Step 4: The Fix (Automated Optimization)

This is the "Fix My Agent" moment. But effective repair requires precise diagnostics, not intuition. To bridge that gap, we established a targeted evaluation set of 10 criteria tailored specifically to our restaurant agent, covering nuances like Context_Retention, Objection_Handling, and Language_Switching.

Because FutureAGI evaluates native audio rather than just text, it didn't just return a failing grade. It recognized patterns across hundreds of simulated conversations to surface evaluation-driven, actionable fixes:

• Fix #1 (High Latency): "Reduce decision tree depth for menu inquiries and remove redundant validation steps."

• Fix #2 (Hallucination): "Restrict generative capabilities to the defined menu_items vector store to prevent inventing dishes."

The system then generated the updated prompt logic automatically.

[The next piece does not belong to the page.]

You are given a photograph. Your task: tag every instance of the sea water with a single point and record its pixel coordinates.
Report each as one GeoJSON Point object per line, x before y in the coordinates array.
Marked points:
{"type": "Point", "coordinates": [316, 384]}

Each fix was prioritized by impact and ready to implement with a single click, turning a debugging nightmare into a simple update.

Instead of manually editing the system prompt and guessing which instructions will solve these specific problems, we let the engine solve it.

We select the failed simulation runs and choose an optimization algorithm (like ProTeGi or GEPA).

• Objective: Maximize Task_Completion and Customer_Interruption_Handling.

• The Process: The system analyzes the conversation logs. It sees that the agent is too wordy. It automatically iterates on the system prompt, testing variations like "Be extremely brief" or "If user changes mind, overwrite previous item."

It runs these new prompts against the simulator in a loop, evolving the instructions until the metrics climb.

Step 5: The Payoff (Proven Value)

After the optimization loop finishes, the platform presents the winner.

The difference is night and day.

• Before: The agent was polite but slow, failing to track complex changes.

• After: The optimized agent is crisp. "Burger, no pickles. Got it." It handles the "Indecisive" scenario with 96% accuracy.

We didn't just "tweak" the bot; we engineered a solution that is proven to work against chaos. We can deploy this agent to the drive-thru knowing it won't break when things get messy.

Before: 
Recording of initial setup 

After: 
Recording after optimizing the prompts and setup 

Conclusion

Stop relying on vibes. By moving from manual tweaking to a Generate -> Experiment -> Simulate -> Evaluate -> Optimize loop, you transform your agent from a fun experiment into a reliable business asset.

While real user interactions are the ultimate test, you don't need to wait for them to build a robust baseline. You just need the right infrastructure to start. You can do that by utilizing the power of Simulate.